Convolution Kernel Implemented in CUDA

Use many CUDA techniques to obtain a convolution kernel

Posted by : moomoohorse on Dec 9, 2023

Some crazy months have passed. I got COVID, and then a new job, and then many unexpected things like these happened.

From Oct., I’ve been working on 4 projects, a pipeline processor, a CUDA conv kernel, 2 AI-ops related projects in Microsoft. I’m not sure if I can share the details of the Microsoft projects.

This posts address some technical details of the CUDA conv kernel.

The Problem

This project implements and optmizes the forward-pass of a convolutional layer using CUDA. Convolutional layers are the primary building blocks of convolutional neural networks (CNNs), which are used in many machine learning tasks like image classification, object detection, natural language processing, and recommendation systems. In general, CNNs work well on tasks where the data/input features have some level of spatial relationship.

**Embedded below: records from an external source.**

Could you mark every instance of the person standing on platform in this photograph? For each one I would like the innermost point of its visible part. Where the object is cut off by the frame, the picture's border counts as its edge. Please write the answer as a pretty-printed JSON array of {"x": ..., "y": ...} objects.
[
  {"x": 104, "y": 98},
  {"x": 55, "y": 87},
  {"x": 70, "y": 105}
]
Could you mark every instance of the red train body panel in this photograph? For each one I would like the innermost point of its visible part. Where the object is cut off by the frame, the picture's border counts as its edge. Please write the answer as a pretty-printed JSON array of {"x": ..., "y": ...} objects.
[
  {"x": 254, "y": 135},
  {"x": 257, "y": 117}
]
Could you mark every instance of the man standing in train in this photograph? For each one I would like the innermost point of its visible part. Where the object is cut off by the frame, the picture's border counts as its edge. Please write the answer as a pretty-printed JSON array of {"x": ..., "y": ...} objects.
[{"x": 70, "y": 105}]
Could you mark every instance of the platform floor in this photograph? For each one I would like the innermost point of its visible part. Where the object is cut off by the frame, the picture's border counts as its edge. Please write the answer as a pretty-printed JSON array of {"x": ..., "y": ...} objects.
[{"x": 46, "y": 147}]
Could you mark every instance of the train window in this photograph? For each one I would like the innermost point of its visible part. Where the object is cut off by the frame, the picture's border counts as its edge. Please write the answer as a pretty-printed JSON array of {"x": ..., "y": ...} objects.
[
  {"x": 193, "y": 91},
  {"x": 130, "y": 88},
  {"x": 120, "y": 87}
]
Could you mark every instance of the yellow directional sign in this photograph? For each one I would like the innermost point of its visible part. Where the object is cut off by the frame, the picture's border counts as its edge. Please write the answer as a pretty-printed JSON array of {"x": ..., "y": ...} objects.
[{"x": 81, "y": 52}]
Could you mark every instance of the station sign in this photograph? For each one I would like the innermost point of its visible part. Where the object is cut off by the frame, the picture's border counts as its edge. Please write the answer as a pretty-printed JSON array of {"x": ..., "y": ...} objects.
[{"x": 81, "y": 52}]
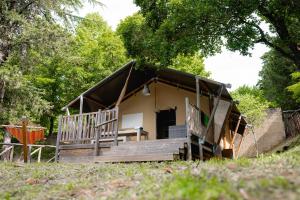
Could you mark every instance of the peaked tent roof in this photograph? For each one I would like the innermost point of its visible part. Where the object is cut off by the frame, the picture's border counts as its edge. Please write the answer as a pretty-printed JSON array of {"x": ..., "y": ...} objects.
[{"x": 105, "y": 93}]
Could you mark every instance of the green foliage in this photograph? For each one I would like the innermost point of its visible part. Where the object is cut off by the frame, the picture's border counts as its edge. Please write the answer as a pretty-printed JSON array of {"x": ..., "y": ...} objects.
[
  {"x": 187, "y": 186},
  {"x": 139, "y": 39},
  {"x": 189, "y": 63},
  {"x": 252, "y": 104},
  {"x": 77, "y": 62},
  {"x": 29, "y": 36},
  {"x": 188, "y": 26},
  {"x": 275, "y": 78},
  {"x": 295, "y": 88},
  {"x": 145, "y": 46}
]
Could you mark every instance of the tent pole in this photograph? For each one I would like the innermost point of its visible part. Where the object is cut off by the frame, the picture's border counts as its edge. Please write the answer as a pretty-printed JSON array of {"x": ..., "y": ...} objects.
[{"x": 24, "y": 132}]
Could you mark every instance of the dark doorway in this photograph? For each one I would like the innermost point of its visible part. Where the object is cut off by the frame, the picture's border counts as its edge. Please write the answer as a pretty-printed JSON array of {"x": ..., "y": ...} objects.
[{"x": 164, "y": 119}]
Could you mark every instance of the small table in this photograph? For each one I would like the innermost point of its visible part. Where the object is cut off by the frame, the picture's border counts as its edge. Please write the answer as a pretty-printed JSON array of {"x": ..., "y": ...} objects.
[{"x": 134, "y": 132}]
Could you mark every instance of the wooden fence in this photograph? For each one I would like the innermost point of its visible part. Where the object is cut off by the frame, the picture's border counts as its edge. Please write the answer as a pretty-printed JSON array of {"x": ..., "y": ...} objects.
[
  {"x": 292, "y": 122},
  {"x": 82, "y": 129},
  {"x": 78, "y": 128},
  {"x": 193, "y": 115},
  {"x": 8, "y": 153}
]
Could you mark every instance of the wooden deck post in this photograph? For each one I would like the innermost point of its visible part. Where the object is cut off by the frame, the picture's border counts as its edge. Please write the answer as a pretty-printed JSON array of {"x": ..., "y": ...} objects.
[
  {"x": 98, "y": 133},
  {"x": 197, "y": 92},
  {"x": 81, "y": 104},
  {"x": 24, "y": 132},
  {"x": 235, "y": 132},
  {"x": 210, "y": 121},
  {"x": 199, "y": 117},
  {"x": 188, "y": 134},
  {"x": 58, "y": 138},
  {"x": 11, "y": 153},
  {"x": 116, "y": 125},
  {"x": 240, "y": 143}
]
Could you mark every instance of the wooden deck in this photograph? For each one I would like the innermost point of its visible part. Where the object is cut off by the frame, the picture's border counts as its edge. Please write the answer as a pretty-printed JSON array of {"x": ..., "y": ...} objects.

This project involves a modified version of the LeNet-5 architecture shown below.

LenetImage

Source: http://yann.lecun.com/exdb/publis/pdf/lecun-01a.pdf

The optimized CUDA implementation of the convolutional layer will be used to perform inference for layers C1 and C3 (shown in red) in the figure above. We will be leveraging the mini-dnn-cpp (Mini-DNN) framework for implementing the modified LeNet-5.

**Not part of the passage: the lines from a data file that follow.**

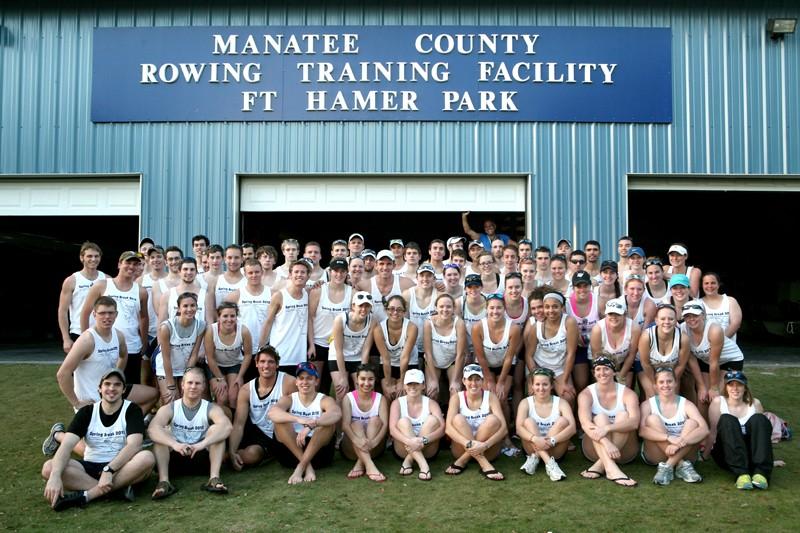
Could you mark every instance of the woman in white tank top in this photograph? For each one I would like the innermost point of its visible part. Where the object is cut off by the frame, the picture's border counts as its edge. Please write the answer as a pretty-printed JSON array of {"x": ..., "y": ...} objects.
[
  {"x": 545, "y": 424},
  {"x": 365, "y": 421},
  {"x": 228, "y": 354},
  {"x": 671, "y": 428},
  {"x": 416, "y": 425},
  {"x": 445, "y": 340}
]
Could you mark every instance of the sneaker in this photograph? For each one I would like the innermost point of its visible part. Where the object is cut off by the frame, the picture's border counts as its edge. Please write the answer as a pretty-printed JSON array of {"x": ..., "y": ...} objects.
[
  {"x": 664, "y": 474},
  {"x": 744, "y": 482},
  {"x": 686, "y": 472},
  {"x": 554, "y": 471},
  {"x": 50, "y": 444},
  {"x": 760, "y": 482},
  {"x": 530, "y": 464}
]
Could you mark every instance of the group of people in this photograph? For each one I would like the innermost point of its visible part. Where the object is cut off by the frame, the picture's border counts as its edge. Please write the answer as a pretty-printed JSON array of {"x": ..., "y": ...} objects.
[{"x": 492, "y": 343}]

We will be using the Fashion MNIST dataset, where the inputs to the network will be a batch of 10,000 single channel images, each with dimensions of 86 x 86 pixels. The output layer consists of 10 nodes, where each node represents the likelihood of the input belonging to one of the 10 classes (T-shirt, dress, sneaker, boot etc.)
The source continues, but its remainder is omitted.